Monday, June 22, 2015

One Noble Truth

It occurs to this present author that, as a child, it was made clear that the best time in life is that of childhood, that adulthood was less pleasant and more work, and that grade school was the penultimate achievement in personal livelihood. At least, this was the message imparted to said author by parents. It comes as no surprise that, as our many ruminations on "better times" often display, that rose-tinted glasses are always in fashion.

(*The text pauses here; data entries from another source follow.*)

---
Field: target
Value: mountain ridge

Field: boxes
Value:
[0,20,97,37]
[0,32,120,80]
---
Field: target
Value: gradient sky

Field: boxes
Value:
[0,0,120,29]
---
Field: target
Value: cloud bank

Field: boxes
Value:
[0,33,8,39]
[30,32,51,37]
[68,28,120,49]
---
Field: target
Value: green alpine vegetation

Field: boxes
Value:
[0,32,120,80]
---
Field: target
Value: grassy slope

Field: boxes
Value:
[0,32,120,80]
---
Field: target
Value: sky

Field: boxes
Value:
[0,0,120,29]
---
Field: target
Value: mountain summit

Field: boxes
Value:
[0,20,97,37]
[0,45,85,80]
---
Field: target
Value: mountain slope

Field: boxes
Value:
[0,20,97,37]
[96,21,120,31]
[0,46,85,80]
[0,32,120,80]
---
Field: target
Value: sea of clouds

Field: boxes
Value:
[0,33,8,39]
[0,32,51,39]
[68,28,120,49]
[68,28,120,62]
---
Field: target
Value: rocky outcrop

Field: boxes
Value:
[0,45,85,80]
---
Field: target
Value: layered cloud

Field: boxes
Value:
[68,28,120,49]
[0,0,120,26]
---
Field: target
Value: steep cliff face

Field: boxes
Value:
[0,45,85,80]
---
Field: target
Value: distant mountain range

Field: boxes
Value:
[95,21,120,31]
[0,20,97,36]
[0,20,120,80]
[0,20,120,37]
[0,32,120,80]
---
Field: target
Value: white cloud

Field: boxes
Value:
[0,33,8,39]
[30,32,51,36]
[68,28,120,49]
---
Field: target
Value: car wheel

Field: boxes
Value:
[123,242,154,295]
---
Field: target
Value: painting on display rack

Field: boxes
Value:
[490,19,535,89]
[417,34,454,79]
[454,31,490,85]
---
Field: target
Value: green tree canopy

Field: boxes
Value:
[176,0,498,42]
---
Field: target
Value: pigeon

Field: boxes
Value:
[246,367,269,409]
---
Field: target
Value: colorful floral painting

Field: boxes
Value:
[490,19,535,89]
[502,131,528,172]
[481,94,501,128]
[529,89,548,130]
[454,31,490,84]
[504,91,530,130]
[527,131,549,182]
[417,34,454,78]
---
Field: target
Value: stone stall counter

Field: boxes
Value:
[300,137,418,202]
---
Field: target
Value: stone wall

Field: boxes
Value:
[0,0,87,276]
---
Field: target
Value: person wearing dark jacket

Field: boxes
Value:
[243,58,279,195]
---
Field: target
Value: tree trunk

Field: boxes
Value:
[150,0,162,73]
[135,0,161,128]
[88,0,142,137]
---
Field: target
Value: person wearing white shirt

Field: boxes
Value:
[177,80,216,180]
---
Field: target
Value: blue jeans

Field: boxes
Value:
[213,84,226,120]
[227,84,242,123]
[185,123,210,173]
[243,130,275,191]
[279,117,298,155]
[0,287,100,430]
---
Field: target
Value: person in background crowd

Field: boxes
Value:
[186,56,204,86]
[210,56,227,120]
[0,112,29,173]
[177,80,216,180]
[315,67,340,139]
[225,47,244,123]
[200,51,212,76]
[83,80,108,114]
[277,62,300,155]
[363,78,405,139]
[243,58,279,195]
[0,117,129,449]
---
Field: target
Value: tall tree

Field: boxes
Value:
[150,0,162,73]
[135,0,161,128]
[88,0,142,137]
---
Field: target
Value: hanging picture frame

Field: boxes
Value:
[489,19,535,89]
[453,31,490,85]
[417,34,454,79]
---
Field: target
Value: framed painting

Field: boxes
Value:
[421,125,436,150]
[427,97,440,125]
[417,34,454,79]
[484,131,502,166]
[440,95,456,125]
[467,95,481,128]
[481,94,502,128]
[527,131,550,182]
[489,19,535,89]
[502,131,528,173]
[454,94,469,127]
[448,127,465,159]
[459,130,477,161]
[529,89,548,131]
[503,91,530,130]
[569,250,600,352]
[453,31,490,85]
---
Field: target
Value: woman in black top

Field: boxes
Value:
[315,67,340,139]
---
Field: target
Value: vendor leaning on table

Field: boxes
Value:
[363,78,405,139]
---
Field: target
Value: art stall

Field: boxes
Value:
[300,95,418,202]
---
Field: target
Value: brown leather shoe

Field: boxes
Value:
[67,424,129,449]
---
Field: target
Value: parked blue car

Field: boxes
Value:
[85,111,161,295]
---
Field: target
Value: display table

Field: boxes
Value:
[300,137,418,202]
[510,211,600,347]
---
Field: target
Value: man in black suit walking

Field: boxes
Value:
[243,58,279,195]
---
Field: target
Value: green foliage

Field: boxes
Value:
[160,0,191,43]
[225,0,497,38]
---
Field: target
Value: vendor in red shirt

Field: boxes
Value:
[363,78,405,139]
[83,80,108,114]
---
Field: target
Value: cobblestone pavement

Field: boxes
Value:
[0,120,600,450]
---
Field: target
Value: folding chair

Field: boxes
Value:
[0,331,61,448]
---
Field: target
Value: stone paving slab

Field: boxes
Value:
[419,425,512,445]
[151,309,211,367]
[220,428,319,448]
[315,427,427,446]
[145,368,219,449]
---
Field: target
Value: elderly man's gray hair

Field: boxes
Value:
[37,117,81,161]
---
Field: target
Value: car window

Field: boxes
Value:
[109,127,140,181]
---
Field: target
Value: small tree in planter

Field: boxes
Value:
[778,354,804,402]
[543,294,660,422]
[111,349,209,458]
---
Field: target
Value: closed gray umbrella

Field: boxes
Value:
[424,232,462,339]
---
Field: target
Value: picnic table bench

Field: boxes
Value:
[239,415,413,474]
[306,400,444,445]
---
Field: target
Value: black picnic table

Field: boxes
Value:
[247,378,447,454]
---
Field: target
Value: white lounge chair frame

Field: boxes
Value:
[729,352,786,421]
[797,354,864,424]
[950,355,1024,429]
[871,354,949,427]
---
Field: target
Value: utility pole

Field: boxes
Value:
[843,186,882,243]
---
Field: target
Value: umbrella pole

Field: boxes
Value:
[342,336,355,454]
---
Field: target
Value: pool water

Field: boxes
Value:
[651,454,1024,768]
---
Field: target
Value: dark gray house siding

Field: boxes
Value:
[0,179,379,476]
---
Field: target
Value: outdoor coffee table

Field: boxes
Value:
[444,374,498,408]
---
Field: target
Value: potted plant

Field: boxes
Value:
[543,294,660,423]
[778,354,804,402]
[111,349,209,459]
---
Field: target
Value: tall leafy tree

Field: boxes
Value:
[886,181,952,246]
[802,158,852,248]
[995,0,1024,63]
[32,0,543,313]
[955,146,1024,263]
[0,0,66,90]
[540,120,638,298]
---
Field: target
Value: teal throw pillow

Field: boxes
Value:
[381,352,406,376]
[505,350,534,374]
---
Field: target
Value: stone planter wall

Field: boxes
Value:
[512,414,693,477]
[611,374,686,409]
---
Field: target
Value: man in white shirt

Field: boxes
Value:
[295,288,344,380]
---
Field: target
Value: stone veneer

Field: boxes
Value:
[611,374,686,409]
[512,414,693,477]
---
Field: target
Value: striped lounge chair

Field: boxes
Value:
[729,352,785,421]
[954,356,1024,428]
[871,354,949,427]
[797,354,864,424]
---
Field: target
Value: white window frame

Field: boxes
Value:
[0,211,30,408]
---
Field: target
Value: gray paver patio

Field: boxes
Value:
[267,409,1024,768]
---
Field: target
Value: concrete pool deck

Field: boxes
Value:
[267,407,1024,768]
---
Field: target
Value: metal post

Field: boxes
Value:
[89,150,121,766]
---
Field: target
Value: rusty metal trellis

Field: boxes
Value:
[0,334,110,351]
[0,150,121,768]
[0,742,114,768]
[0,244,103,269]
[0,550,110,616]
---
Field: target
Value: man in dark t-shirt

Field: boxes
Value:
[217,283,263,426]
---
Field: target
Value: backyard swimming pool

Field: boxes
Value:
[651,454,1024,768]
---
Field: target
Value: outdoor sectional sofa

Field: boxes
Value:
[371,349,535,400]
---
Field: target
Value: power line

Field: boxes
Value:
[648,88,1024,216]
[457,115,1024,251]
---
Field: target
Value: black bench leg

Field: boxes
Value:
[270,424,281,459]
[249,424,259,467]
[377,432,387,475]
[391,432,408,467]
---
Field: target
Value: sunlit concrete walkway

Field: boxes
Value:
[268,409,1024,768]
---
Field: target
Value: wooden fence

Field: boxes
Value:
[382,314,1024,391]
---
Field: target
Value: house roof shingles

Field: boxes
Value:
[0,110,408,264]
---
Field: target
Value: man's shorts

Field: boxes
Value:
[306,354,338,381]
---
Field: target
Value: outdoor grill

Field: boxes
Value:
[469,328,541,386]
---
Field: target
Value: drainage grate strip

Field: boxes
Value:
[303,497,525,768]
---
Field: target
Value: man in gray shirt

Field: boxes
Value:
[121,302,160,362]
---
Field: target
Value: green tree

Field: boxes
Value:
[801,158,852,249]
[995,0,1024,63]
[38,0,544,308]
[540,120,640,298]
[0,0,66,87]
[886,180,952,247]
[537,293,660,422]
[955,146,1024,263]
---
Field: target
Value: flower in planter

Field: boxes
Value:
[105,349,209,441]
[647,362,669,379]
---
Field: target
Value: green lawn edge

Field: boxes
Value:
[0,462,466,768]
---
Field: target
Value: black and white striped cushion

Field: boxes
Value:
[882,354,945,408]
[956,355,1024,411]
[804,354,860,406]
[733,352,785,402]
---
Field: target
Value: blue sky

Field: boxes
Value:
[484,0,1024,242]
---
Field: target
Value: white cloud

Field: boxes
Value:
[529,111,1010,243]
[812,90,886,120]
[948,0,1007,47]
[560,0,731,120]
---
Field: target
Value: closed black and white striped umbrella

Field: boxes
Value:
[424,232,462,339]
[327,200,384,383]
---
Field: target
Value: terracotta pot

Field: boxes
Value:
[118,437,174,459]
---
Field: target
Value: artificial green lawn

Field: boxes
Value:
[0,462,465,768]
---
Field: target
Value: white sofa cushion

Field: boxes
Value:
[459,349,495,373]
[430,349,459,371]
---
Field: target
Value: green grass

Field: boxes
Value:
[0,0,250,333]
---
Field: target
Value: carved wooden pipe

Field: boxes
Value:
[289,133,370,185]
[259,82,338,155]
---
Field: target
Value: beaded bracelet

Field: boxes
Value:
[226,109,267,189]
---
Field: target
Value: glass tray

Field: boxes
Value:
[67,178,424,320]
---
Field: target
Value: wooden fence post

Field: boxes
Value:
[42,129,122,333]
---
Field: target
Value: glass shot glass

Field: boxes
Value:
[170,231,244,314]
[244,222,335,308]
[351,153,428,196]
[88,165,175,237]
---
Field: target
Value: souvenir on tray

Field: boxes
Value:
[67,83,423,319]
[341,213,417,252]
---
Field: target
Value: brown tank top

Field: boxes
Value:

To wit, the present author's least enjoyable experience in life has actually been perpetually from around age 9 to the current age of 26, displaying the rather vexing truth that

A) Childhood is not the best time of one's life
B) There is no best time of one's life

Indeed, if one is to buy the first and foremost of Buddhism's Four Noble Truths, in that all existence is suffering, then it would seem to suggest that there is no manner or period of time in which life is at its peak, or is the "good life," so to speak, but merely, a cumulative number of years spent with suffering induced by changing variables. As a child, these variables might be such things as homework, bullies, and school related stressors, while as an adult, they take on perhaps more existential realities, such as the search for meaning, love, a passion, or at least a job that does not render you a soulless husk of a human being.

Perhaps, then, it is best to not give a child the altogether depressing tale that life only gets worse from childhood onward, but that it is, in many ways, a perpetual, for lack of a better word, shit show. At least in that case, the child is made aware that it will not get worse. It simply will not get better.